Customer service is not about metrics, it is about customers.– Chuck Dennis
There’s a common wisdom that you can’t improve what you can’t measure. This is mostly correct. However you should be careful not to get into trap of measuring and not to let benchmarks replace real things.
When you start measuring your performance in some area the results can be very unexpected.
For example you can find out that 30% of customers are not satisfied with your live chat support service quality. That’s very important information as it can give you a notice that you have serious trouble and should pay closer attention to it. But much more important is what you will do with this information. How would you use it? Which objectives would you set for your customer support team after such a finding?
And here’s the moustrap a lot of people, especially senior managers, fall into very often. They forget about real things (customer problems) and start operating abstract numbers. This is good for your calculus class but not so good when there’re living customers behind the numbers waiting for your urgent help.

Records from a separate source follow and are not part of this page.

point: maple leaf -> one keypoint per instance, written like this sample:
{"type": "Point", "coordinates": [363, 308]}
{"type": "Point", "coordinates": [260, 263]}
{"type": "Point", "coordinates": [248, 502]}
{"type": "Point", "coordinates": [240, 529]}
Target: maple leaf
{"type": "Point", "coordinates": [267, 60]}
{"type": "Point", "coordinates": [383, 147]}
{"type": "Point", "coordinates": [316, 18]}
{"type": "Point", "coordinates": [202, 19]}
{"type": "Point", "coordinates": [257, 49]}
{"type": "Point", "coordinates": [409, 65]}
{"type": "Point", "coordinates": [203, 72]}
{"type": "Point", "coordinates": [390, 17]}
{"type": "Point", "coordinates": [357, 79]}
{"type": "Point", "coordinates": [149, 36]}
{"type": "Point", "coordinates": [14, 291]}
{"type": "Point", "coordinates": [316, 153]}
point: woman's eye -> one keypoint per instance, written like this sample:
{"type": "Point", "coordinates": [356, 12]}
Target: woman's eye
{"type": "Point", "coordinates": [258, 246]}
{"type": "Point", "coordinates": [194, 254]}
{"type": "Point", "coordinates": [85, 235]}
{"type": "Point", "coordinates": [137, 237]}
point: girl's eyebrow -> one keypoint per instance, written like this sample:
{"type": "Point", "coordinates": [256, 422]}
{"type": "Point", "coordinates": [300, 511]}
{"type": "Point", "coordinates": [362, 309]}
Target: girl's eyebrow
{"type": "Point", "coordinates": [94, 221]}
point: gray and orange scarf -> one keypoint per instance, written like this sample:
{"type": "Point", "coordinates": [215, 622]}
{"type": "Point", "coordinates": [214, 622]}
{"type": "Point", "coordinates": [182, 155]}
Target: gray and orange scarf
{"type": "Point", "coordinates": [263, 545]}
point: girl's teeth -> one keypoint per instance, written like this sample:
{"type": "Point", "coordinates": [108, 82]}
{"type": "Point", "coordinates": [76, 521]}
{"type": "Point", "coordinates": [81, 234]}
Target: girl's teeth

“Hey, we have 30% of our clients not satisfied with our service quality! - Mr. Senior Manager says with a frown - We need to lower this to 20% by the end of this quarter and to 10% by the end of the year”. Here it is! The mouse (customer service department) is caught. Since now they are not working on individual customer problem resolution. They work on Overall Statistics Improvement. No more customers. Just numbers and benchmarks. Pitty.
The objective is wrong which leads to wrong priorities, wrong attitude and unwanted results.
This doesn’t mean that measurement is bad. It is a very good and useful thing. But as a customer service executive you should set correct customer-related goals. You should face each individual problem of those 30% and understand why those people are not satisfied. Then you should try to help each guy thus improving your service.
So don’t forget about people when measuring performance.